Par Adrien Candau et Mathias Edwards.
Foot et municipales : larmes à gauche

Ce dimanche, les citoyens français assez courageux pour braver le confinement auront tout le temps d'examiner les listes, avant de glisser leur bulletin dans l'urne. Et bien souvent, les fans de football découvriront un nom familier. Il sont en effet une petite trentaine de joueurs, actifs ou retraités, à se présenter. Avec un point commun : à l'exception de Vikash Dhorasoo, tous ont opté pour un candidat représentant la droite républicaine et libérale. Preuve que le football est définitivement de droite ?

La liste est non exhaustive : Patrick Revelli (LREM), Hervé Revelli (LR), Fabien Audard (UDI), Mamadou Niang (LREM), Rudy Mater (UDI), Pierrick Capelle (divers droites), Ladislas Lozano (LR), José Cobos (LR), Thierry Uvenard (LREM), Josuha Guilavogui (LR), Patrick Cubaynes (LR), Olivier Rouyer (divers droites), Patrick Barul (LR)… Autant de footballeurs, à la retraite comme en activité, qu’on retrouve sur des listes aux municipales, affiliées à la République en Marche, aux Républicains ou encore à des candidats divers droite. Et à gauche ? Le néant ou presque. Seul Vikash Dhorasoo se retrouve tête de liste de La France insoumise, dans le 18e arrondissement de Paris. Drôle de bazar, alors que le footballeur moderne, le plus souvent autoproclamé apolitique, répugne généralement à choisir son camp.
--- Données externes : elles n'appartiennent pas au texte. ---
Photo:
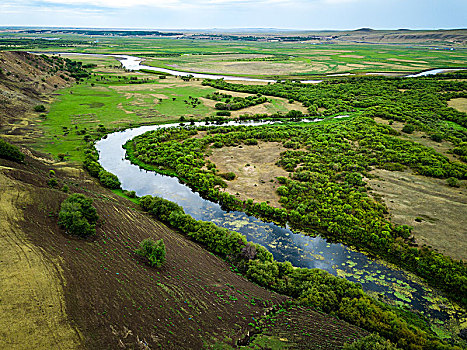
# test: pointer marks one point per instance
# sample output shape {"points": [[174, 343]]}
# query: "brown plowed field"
{"points": [[112, 299]]}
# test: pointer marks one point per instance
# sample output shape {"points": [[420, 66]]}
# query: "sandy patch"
{"points": [[352, 56], [252, 181], [441, 208], [408, 61], [458, 103], [421, 138]]}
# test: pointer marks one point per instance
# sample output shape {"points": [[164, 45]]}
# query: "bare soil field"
{"points": [[255, 170], [440, 209], [98, 294], [305, 335], [32, 308]]}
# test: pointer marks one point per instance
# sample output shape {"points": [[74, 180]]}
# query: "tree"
{"points": [[153, 251], [371, 342], [39, 108], [78, 216], [8, 151]]}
Once upon a time in Manchester

Pour tenter de comprendre le phénomène, il faut comme souvent zieuter très en arrière dans le temps. Si le footballeur professionnel est parfois schématiquement décrit comme ayant « le cœur à gauche, le portefeuille à droite » , l’histoire raconte autre chose : « L’engagement des footballeurs, notamment sur des questions marquées à gauche a existé, relève Mickael Correia, journaliste indépendant et auteur de Une histoire populaire du football. La première grève des footballeurs et le premier syndicat de footballeurs se créent dans les années 1907-1909 et ça se passe à Manchester. À l’époque, Manchester, c’est la grosse cité industrielle cotonnière, et toutes les grandes centrales syndicales s’y créent… On est en pleine ébullition du mouvement ouvrier, tout le monde se syndicalise. Les footballeurs de United protestent alors contre leurs conditions de travail et veulent être considérés comme des travailleurs à part entière…. Sinon, en France, on a quand même eu Raymond Kopa qui a dénoncé les statuts des footballeurs en 1963, alors qu’on leur imposait le contrat à vie… Kopa il a été mineur, il a perdu un de ses doigts dans les mines, on sent que cette expérience l’a politisé. »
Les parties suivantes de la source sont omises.